Q5. Why is Object.hasOwn(obj, key) safer than obj.hasOwnProperty(key) in security-sensitive code?

hasOwnProperty is an inherited method — it lives on Object.prototype and can be overwritten. Prototype pollution itself can replace hasOwnProperty on an object: obj.hasOwnProperty = () => true makes every subsequent obj.hasOwnProperty(key) return true regardless of reality. In an environment where user data is processed, this can be exploited to bypass checks like if (config.hasOwnProperty("adminKey")). Object.hasOwn(obj, key) is a static method on Object that cannot be shadowed by per-object property assignment — it always uses the built-in implementation. For any security-relevant check about whether an object has a specific own property, Object.hasOwn is the correct choice.

Q6. How does Zod schema validation prevent prototype pollution and why is it superior to a manual denylist?

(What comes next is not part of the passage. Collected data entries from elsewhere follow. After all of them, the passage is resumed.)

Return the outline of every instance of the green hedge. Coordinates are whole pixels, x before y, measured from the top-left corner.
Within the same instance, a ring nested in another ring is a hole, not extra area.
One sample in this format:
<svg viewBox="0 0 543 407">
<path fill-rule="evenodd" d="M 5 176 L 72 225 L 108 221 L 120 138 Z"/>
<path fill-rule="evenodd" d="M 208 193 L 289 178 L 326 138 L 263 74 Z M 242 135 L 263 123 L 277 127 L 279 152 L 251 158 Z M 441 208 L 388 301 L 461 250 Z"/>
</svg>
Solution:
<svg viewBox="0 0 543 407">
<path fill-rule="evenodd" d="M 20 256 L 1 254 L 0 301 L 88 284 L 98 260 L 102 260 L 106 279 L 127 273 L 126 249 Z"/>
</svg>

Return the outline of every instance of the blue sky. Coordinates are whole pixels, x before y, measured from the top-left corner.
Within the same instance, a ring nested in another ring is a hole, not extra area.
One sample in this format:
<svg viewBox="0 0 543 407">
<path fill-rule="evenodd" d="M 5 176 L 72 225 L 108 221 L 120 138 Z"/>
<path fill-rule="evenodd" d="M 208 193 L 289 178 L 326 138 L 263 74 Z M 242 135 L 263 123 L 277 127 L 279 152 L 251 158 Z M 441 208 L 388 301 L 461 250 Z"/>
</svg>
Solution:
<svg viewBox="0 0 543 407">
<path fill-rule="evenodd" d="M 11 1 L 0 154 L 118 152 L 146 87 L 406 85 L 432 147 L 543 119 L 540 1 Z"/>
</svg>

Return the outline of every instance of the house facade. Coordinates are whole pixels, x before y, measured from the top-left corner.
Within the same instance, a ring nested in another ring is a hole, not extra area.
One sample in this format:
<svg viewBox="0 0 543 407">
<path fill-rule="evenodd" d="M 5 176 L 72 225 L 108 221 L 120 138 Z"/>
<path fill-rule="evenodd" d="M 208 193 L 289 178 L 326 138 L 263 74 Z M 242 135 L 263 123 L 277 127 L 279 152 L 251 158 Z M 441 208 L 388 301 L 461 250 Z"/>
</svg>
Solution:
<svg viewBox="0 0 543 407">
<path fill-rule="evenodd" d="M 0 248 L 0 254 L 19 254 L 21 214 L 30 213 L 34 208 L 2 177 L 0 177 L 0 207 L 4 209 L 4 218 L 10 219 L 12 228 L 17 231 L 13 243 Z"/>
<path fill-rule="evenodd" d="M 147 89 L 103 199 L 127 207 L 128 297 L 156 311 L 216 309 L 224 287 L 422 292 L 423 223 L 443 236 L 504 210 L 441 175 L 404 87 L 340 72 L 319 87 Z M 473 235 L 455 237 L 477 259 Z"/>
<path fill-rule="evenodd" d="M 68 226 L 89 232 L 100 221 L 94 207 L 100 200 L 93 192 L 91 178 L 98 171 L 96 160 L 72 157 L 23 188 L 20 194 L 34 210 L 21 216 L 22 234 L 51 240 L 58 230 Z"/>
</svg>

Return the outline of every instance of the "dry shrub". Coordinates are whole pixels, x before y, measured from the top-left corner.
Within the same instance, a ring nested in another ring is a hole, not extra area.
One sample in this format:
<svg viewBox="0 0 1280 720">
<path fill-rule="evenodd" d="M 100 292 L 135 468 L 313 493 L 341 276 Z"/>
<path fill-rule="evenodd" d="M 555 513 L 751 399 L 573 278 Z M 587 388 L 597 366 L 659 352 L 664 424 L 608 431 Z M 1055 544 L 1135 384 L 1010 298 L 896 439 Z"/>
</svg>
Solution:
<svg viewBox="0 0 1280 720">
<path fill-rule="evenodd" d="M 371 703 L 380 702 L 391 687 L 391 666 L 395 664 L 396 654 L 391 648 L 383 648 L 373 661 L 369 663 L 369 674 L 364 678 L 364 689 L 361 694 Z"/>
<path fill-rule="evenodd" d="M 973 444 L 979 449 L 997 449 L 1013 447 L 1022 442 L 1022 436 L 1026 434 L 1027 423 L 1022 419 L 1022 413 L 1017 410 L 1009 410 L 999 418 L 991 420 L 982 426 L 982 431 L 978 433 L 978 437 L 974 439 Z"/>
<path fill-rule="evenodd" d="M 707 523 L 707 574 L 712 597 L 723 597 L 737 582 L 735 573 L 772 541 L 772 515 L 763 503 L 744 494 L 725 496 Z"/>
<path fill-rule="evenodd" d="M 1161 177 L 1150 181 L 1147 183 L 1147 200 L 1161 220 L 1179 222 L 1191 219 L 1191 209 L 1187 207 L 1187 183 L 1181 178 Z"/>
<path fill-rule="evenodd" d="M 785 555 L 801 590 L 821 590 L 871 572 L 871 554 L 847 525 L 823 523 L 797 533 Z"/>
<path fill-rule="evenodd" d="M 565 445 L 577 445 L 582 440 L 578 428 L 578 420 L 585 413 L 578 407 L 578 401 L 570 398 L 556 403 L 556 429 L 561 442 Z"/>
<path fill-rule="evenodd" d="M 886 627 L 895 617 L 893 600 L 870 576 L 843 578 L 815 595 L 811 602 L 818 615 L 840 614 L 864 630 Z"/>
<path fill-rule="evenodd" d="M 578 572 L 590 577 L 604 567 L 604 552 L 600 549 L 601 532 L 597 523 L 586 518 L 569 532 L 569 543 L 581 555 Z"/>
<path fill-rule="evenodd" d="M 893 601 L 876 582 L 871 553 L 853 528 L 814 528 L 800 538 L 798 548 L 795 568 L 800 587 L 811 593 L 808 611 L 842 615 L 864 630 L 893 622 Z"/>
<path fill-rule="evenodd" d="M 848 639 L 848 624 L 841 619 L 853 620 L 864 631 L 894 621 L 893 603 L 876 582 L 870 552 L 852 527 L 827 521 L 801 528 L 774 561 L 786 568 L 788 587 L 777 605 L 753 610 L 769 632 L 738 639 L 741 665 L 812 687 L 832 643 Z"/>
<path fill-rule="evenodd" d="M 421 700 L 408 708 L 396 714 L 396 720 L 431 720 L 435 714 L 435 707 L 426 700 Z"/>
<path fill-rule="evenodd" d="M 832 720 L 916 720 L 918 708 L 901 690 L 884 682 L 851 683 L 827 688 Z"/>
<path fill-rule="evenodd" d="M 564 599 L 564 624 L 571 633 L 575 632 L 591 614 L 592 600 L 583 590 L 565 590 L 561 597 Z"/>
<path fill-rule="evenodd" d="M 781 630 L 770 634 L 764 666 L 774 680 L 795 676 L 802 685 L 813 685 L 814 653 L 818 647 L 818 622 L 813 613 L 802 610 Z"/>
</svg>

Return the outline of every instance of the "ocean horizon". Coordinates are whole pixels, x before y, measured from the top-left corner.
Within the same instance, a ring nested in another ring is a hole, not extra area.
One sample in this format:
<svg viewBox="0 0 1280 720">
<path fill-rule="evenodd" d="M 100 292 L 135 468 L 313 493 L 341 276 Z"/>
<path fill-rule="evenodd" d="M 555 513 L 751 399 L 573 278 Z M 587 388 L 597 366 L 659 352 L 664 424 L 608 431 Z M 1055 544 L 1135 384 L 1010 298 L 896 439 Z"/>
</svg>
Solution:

Zod's schema parser creates a new object containing only the properties declared in the schema. If __proto__ is not in the schema, it is silently stripped (in default mode) or causes a validation error (in .strict() mode). The validated output is a freshly constructed object — it does not contain any of the attacker's extra keys, regardless of what the input contained. This is superior to a manual denylist for three reasons: (1) it's exhaustive rather than defensive — you declare what's allowed rather than blocking known bad keys, so unknown future attack vectors are also blocked; (2) it validates types and values simultaneously, not just key names; (3) it's compositional — schema validation is required for input correctness anyway, so prototype pollution protection comes for free. A manual denylist only blocks known keys and requires maintenance as new attack patterns emerge.